Selasa 26 Oct 2021 18:42 WIB

Pengadilan Seoul Denda Pemimpin Samsung

Denda tersebut dijatuhkan atas penggunaan ilegal zat yang dikendalikan negara

Rep: Lintar Satria/ Red: Christiyaningsih
Wakil Direktur Samsung Electronics Lee Jay-yong (tengah) terjerat kasus penggunaan ilegal zat yang dikendalikan negara.
Foto: AP Photo/Lee Jin-ma
Wakil Direktur Samsung Electronics Lee Jay-yong (tengah) terjerat kasus penggunaan ilegal zat yang dikendalikan negara.

REPUBLIKA.CO.ID, SEOUL -- Pengadilan Seoul mendenda Wakil Ketua Dewan Samsung Electronics Co Ltd. Jay Y. Lee sebesar 70 juta won atau 59.461 dolar AS. Kantor berita Yonhap melaporkan denda tersebut dijatuhkan atas penggunaan ilegal zat yang dikendalikan negara.

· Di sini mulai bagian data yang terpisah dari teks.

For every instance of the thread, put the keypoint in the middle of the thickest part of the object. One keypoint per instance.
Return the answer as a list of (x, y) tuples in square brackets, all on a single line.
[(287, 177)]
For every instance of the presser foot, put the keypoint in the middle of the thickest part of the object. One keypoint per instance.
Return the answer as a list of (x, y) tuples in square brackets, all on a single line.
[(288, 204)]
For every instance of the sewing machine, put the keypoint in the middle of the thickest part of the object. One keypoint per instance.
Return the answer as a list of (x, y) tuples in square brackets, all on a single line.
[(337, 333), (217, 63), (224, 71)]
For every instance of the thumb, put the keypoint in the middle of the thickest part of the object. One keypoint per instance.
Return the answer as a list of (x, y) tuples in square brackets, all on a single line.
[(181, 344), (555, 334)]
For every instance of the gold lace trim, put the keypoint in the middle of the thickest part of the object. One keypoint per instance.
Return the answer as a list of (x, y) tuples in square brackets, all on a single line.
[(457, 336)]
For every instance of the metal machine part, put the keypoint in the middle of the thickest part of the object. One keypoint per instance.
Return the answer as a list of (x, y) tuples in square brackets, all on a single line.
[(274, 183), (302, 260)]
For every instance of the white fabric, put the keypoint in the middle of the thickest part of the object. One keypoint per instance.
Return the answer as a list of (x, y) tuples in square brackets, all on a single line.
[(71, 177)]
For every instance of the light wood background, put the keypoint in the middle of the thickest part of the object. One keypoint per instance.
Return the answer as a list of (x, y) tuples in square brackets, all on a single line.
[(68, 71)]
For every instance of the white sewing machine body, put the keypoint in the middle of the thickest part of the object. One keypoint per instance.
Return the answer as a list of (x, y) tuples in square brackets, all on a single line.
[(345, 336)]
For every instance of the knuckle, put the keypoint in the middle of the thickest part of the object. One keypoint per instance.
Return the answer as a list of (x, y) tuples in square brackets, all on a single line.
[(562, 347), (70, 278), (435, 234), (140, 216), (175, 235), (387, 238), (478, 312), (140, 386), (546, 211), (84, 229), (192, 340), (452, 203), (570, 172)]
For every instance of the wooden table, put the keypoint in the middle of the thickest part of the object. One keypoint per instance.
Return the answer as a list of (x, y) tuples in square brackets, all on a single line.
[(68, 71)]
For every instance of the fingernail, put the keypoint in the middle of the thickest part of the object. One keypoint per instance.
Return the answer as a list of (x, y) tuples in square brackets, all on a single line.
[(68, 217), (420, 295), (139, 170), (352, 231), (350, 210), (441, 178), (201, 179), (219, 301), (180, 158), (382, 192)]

Pada Selasa (26/10) Yonhap melaporkan Pengadilan Distrik Pusat Seoul mendenda Lee karena menggunakan propofol beberapa kali antara tahun 2015 hingga 2020. Propofol merupakan obat penenang yang digunakan dalam anestesi.

Baca Juga

Gugatan hukum terus menghantui eksekutif perusahaan multinasional itu meski ia bebas dengan jaminan dalam kasus penyuapan Agustus lalu. Setelah Lee bebas, ekspektasi pengamat pasar pada keputusan putra mahkota Samsung Electronics Co Ltd dan orang-orang dekatnya mengenai berbagai hal meningkat.

Banyak keputusan yang masih buram termasuk pembangunan pabrik cip senilai 17 miliar dolar AS yang rencananya dibangun di Amerika Serikat (AS). Akan tetapi kini Lee harus kembali fokus pada masalah hukumnya.

Ia menjalani sidang pertamanya di Pengadilan Distrik Pusat Seoul, Selasa (12/10) lalu. Lee diduga menerima obat penenang untuk anestesi, propofol, di sebuah klinik di Seoul. Zat itu ilegal digunakan di luar medis. 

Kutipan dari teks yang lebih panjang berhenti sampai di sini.